|Publication Type||Journal Article|
|Year of Publication||2007|
|Authors||Alexe, G, Dalgin, GS, Scanfeld, D, Tamayo, P, Mesirov, JP, Ganesan, S, Delisi, C, Bhanot, G|
|Journal||Genome informatics. International Conference on Genome Informatics|
We describe a new method based on principal component analysis and robust consensus ensemble clustering to identify and elucidate the subtypes of breast cancer disease. The method was applied to microarray gene expression data using micro-dissection of samples from 36 breast cancer patients with at least two of three pathological stages of disease. Controls were normal breast epithelial cells from 3 disease free patients. Our method identified an optimum set of genes and strong, stable clusters which correlated well with clinical classification into Luminal, Basal and Her2+ subtypes based on ER, PR and Her2 status.

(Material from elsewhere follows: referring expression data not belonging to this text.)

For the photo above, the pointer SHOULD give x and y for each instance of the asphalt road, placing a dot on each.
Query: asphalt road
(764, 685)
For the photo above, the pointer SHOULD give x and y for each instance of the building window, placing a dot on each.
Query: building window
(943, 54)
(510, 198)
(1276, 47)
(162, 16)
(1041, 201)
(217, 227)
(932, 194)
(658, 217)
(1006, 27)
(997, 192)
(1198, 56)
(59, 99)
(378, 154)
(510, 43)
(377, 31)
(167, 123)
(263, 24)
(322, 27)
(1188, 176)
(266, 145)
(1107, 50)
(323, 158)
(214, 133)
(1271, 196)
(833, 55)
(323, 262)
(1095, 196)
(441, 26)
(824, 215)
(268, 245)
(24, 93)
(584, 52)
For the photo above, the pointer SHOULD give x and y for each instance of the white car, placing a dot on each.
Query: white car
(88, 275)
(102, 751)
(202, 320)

It also revealed a hierarchical portrait of disease progression through various grades and stages and identified genes and functional pathways for each stage, grade and disease subtype. We found that gene expression heterogeneity across subtypes is much greater than the heterogeneity of progression from DCIS to IDC within a subtype, suggesting that the disease subtypes are distinct disease processes. The averaging over data perturbations and clustering methods is critical in the robust identification of subtypes and gene markers for grade and progression.